Glossary · Compliance concepts
What is Statement of Applicability?
Also known as: SoA, SOA
A Statement of Applicability (SoA) is the ISO 27001 and ISO 42001 document that lists every Annex A control and records whether each one is applicable or excluded, the justification for that decision, and its implementation status. It is the cornerstone document an auditor reviews to understand the ISMS at a glance.
Key takeaways
- The SoA maps every Annex A control to an applicable-or-excluded decision with a written justification.
- It is one of the first and most scrutinized documents in an ISO 27001 or ISO 42001 audit.
- It is produced from the risk assessment and risk treatment outputs, not written in isolation.
- Each exclusion must be justified; unjustified exclusions are a common audit finding.
- It is a living document that is updated as controls and risks change.
What the SoA is and why it matters
The Statement of Applicability is a required document in both ISO 27001 and ISO 42001. It enumerates every control in the standard's Annex A and, for each one, states whether it applies, why, and how far it has been implemented.
It matters because it is effectively the index of the entire management system. An auditor can read the SoA and immediately see which controls the organization claims, which it has excluded, and the reasoning behind every choice. For that reason it is often the first document requested in an audit.
The SoA also forces discipline: an organization cannot quietly skip a control, because every Annex A item must be accounted for with an explicit, justified decision.
What each SoA entry contains
For every Annex A control, a well-formed SoA records the following:
- The control reference and name
- Whether it is applicable or excluded
- A justification for inclusion or exclusion
- The implementation status (for example: implemented, in progress, planned)
- A reference to where the control is documented or evidenced
The applicability decisions trace back to the risk assessment and risk treatment work. A control is typically applicable because it addresses an identified risk, and excluded only when no relevant risk exists. The Annex A controls catalog defines the full list the SoA must cover.
Who produces it and how it is used in audit
The SoA is usually owned by the person running the ISMS or AIMS, drawing on input from control owners across the organization. It is not a one-time deliverable; it is revised whenever risks, controls, or scope change.

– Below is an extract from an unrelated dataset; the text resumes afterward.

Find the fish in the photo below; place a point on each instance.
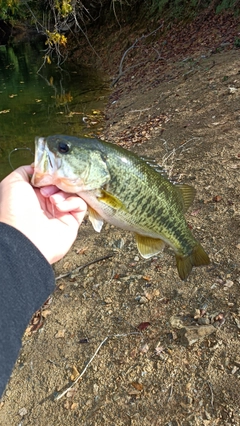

During certification, the auditor uses the SoA as a checklist, sampling controls marked applicable and asking for evidence that they operate as claimed. A mismatch between the SoA and reality, or an applicable control with no supporting evidence, is a finding.
Keeping the SoA aligned with reality is easier when control evidence is gathered continuously rather than at audit time, which is the goal of continuous control monitoring.
Common pitfalls
The classic mistake is excluding controls without a defensible justification, or excluding them simply because they are inconvenient to implement. Auditors challenge weak justifications directly.
A second pitfall is letting the SoA drift out of sync with the actual environment, so it lists controls as implemented that have since lapsed. A third is treating it as a standalone document disconnected from the risk assessment that should drive its content.
Frequently asked questions
- Can I exclude an Annex A control from my SoA?
- Yes, but every exclusion must carry a justification explaining why the control does not apply to your scope or risks. Excluding a control for convenience, without a defensible reason, is a common audit finding.
- How is the SoA different from a risk treatment plan?
- The risk treatment plan describes how you will address specific risks, while the SoA maps every Annex A control to an applicability decision. They are related: the treatment decisions inform which controls the SoA marks as applicable.
- How often should the SoA be updated?
- Whenever scope, risks, or controls change, and at minimum it should be reviewed during periodic management reviews and internal audits to confirm it still reflects reality.
- Is a Statement of Applicability required for ISO 42001 too?
- Yes. ISO 42001 follows the same management-system structure as ISO 27001, including a Statement of Applicability covering its AI-specific Annex A controls.